= Kiribati Protestant Church =

Protestant Christian denomination in Kiribati

The Kiribati Protestant Church (KPC) and earlier, the Gilbert Islands Protestant Church, is a Protestant Christian denomination in Kiribati. With approximately 10,000 members, and 136 congregations, the KPC was the second-largest religious group in Kiribati (after Catholicism) before the creation of the new Kiribati Uniting Church in 2014, and accounts now for approximately 8 percent of the population of the country.

==History==

Because of their remoteness and the few European presence, the Gilbert and Ellice Islands were ignored by Christian missions until the latter half of the 19th century. Protestant missionaries (e.g., Hiram Bingham) sent by the American Board of Commissioners for Foreign Missions first arrived in the current Kiribati in 1857, and missionaries from the London Missionary Society arrived in 1870. The missions relied heavily upon Pacific islanders as teachers and pastors: the Protestant converts were served mainly by pastors from Hawaii, Samoa and Tuvalu until the early 20th century, after which Ellicean and Gilbertese, trained at Rongorongo, on Beru, took on this role. In 1968, the first general assembly of the Gilbert Islands Protestant Church (GIPC) met to organise an autonomous church.

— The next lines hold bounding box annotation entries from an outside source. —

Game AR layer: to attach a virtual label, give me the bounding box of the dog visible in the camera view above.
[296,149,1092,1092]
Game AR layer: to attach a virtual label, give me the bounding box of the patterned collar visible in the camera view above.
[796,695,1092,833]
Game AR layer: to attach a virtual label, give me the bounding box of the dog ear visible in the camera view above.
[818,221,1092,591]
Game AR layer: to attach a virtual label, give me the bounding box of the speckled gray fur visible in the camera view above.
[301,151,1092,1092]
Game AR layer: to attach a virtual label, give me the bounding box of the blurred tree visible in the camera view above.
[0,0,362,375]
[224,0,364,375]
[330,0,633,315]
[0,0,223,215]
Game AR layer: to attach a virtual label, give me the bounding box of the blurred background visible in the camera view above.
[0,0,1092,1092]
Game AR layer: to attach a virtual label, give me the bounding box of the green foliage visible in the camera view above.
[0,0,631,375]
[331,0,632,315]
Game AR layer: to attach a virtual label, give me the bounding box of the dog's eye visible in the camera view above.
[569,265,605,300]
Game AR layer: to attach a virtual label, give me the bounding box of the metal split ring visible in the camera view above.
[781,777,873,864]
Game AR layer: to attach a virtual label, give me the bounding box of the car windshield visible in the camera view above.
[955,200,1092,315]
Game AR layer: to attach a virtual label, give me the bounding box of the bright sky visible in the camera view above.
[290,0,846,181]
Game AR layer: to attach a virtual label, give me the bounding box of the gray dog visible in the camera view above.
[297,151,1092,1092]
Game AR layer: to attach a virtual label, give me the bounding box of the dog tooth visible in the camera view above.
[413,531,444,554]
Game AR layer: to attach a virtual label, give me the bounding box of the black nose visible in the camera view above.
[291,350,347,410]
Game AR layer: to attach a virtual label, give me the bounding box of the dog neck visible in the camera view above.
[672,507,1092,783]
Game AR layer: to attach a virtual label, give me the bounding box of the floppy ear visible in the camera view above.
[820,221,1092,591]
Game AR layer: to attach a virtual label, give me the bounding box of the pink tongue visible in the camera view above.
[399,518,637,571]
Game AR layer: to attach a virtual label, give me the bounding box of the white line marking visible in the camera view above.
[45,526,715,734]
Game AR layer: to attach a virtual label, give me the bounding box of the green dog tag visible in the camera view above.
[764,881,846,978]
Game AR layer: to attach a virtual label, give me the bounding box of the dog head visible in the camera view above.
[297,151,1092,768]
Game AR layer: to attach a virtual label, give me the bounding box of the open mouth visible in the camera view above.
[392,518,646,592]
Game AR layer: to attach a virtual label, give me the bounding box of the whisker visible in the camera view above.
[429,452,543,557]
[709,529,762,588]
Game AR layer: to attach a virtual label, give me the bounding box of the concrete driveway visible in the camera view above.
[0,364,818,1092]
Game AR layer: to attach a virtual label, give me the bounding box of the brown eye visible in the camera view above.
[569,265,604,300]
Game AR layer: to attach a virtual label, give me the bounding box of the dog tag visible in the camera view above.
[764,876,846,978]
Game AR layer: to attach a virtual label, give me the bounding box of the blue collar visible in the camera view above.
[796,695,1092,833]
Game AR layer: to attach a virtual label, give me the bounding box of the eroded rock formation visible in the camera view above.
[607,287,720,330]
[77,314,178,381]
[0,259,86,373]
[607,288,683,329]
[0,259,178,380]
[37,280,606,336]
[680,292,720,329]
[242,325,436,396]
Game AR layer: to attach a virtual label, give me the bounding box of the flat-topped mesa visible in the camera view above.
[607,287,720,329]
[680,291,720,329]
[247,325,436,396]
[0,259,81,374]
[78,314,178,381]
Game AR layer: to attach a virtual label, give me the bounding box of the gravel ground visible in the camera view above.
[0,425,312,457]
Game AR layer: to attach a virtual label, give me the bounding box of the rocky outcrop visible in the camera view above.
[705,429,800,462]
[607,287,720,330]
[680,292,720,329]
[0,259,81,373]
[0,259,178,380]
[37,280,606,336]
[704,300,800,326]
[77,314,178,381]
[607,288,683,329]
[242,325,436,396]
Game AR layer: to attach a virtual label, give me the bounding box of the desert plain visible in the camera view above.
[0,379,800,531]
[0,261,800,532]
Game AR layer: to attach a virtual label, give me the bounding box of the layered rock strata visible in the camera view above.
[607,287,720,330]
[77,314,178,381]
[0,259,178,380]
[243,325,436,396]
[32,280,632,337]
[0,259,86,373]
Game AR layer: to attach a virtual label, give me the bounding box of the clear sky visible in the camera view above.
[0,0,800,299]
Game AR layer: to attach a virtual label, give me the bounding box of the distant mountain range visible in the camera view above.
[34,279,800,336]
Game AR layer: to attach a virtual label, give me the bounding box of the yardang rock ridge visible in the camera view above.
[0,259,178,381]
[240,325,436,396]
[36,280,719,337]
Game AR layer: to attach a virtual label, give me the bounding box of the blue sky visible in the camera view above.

In 1979, when the Gilbert Islands were renamed Kiribati after independence, the church changed its name to the Kiribati Protestant Church. The church was originally established as a Congregationalist denomination.

==21st century==

In 2014, after a Church Bi-annual Assembly (Maungatabu), which was held on the island of Arorae, the initial Kiribati Protestant Church changed its name to Kiribati Uniting Church. The word "uniting" should reflect that the church would like to become now a union of several Protestant denominations in Kiribati, including Congregationalists, Evangelicals, Anglicans, and Presbyterians, but this move provoked an immediate scission and the following recreation of the original KPC.

The current head of KPC is Baranite Kirata (PI).